In 2001, Jim* moved from Bristol to Brighton to be nearer some good friends and his sister, who was ill.
As he drove down the M4 with all his belongings in a hired lorry, ready to move into the place he’d been doing up, he noticed smoke coming from the front of the van, so he pulled onto the hard shoulder and got out.
A couple of minutes later the cabin where he’d been sitting was full of smoke and flames.
The keys to the back of the lorry were in the cabin and, despite bashing at the doors, he was unable to open the lorry to pull anything out. Within a few minutes, the police arrived and told him to move away and, seemingly no time later, the whole lorry was engulfed in 60 foot flames. The M4 was closed in the direction he was travelling, as was one lane of the opposite carriageway.
In shock and not fully processing what was going on, Jim found himself “almost smiling at the situation. It seemed insane”.

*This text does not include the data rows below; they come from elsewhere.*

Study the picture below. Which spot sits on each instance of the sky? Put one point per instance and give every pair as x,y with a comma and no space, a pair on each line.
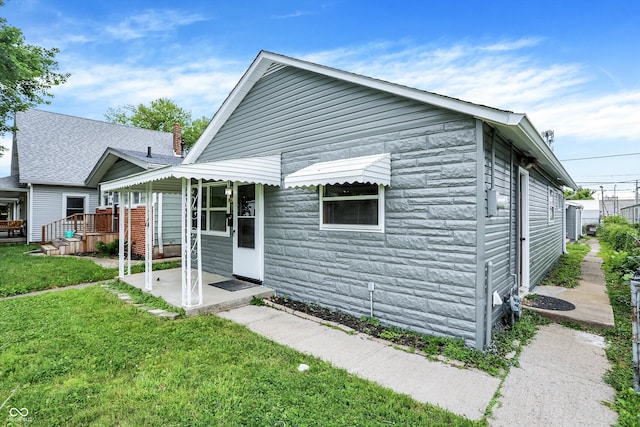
572,66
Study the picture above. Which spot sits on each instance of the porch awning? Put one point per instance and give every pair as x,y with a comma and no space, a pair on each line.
168,179
375,169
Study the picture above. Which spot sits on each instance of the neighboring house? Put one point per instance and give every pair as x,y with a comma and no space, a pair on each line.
573,218
363,195
118,163
55,155
631,213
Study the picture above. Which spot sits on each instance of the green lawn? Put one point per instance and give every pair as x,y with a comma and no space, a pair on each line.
83,357
567,271
23,273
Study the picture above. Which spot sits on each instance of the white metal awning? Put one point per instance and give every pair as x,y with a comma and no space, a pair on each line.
375,169
257,170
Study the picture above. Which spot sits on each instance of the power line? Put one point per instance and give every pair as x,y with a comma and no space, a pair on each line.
600,157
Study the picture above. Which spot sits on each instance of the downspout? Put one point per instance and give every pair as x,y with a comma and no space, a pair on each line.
564,226
493,159
489,297
513,208
489,270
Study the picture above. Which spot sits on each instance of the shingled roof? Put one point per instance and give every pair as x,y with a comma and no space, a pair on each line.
58,149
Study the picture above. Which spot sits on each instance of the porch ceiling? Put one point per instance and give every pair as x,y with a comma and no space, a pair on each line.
258,170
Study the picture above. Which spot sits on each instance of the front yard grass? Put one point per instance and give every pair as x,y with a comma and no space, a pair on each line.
23,272
83,357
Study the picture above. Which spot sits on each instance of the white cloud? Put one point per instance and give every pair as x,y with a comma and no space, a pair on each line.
508,75
151,21
198,86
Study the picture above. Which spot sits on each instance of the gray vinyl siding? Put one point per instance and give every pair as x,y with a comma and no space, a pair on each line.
120,169
545,237
295,109
423,265
500,244
48,205
171,224
217,255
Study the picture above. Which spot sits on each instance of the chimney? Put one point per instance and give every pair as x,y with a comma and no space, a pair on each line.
177,139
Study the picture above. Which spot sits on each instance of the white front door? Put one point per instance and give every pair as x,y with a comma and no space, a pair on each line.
523,234
248,223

Having been dropped off at the nearest tube station by the police, Jim headed for his new home with little more than the clothes on his back, his phone and the money in his pockets. He didn’t even have a front door key, though luckily he’d given one to a friend.
Over the next few days and weeks, his initial ‘crazy anger’ was compounded by the discovery that his insurance policy didn’t cover him because his belongings hadn’t been in either of his properties when they were destroyed.
Though his insurance company eventually recovered a proportion of the value of his goods from the van hire company, for many months Jim didn’t know whether he would receive any compensation.
He had to face life with almost no possessions.
To his surprise, his fury quickly faded to being ‘pissed off’ and then gradually disappeared until, only a month later, he began to feel ‘cleansed and freed up’.
Suddenly, all the physical ties to his past had disappeared. ‘All those drawers of photos and letters that you open, see and are suddenly drawn back into the past, are gone. And then you can only move forward. You’re no longer pulled back into the past’.
We accumulate stuff as we move through life and it can be hard to part with it, even though it can weigh us down. The fire took the decision-making process out of Jim’s hands.
In an instant, he was free of physical attachments to his past.
Strangely, the fire happened at a time in Jim’s life when he was already on an emotional and spiritual journey. Personal relationships and his work were changing and he’d been studying meditation and Tai Chi, and bringing stillness into his life.
He laughs at the language he still uses to describe the fire. “I always say ‘I lost everything’. No I didn’t! I lost nothing. I lost the smallest, least important things in life. They were just possessions. I realised I don’t actually need anything. We’ve all got everything we need”.
Jim says that, before the fire, his life was restricted by him being a ‘disorganised, messy hoarder’. With everything lying around anyhow, he couldn’t be productive.
While he has accumulated stuff since (particularly since he had children!), he didn’t seek to replace everything and is more organised now. He’s picky about what he acquires. “I’ll only buy something if I really like it and I’m never tempted to spend for the sake of it”.
He’s always happy to get rid of things. He and his family, particularly his seven year old, love to do car boot sales. Of his current possessions, the only thing he’d feel desperate to save from a fire would be the family photos stored on his laptop though he also thinks, “We all take too many photos anyway”.
When he reflects on what he lost, he can think of only four items he misses: cine film his parents took of him and his siblings when they were young; a chair of his father’s; some photographs; and a painting by his Granny. It’s the cine film he regrets losing most because, “It wasn’t mine to lose and I feel sad for my family. We used to enjoy watching it when we met up once a year and now our children won’t have that experience”.
The thought of losing all his stuff again doesn’t fill him with dread. “If you lose everything, so what?” In fact, he finds the idea liberating. “Suddenly you’re no longer responsible for all that stuff. It’s brilliant. Genius. Everyone should get rid of everything every ten years. Or maybe there should be a limit on the number of possessions each person can own,” he laughs. “If you hold onto something for years and then chuck it out, you can guarantee you’ll need it the following week. Better to get rid of it sooner and forget about it”.
Even despite losing the precious family cine film, he says that overall he’s delighted it happened. “I was lucky”.
(*Jim is a pseudonym. This blog post is based on an interview undertaken on Friday 10th February 2012).
How would you feel if this happened to you?
Maybe something simliar has – how did you feel?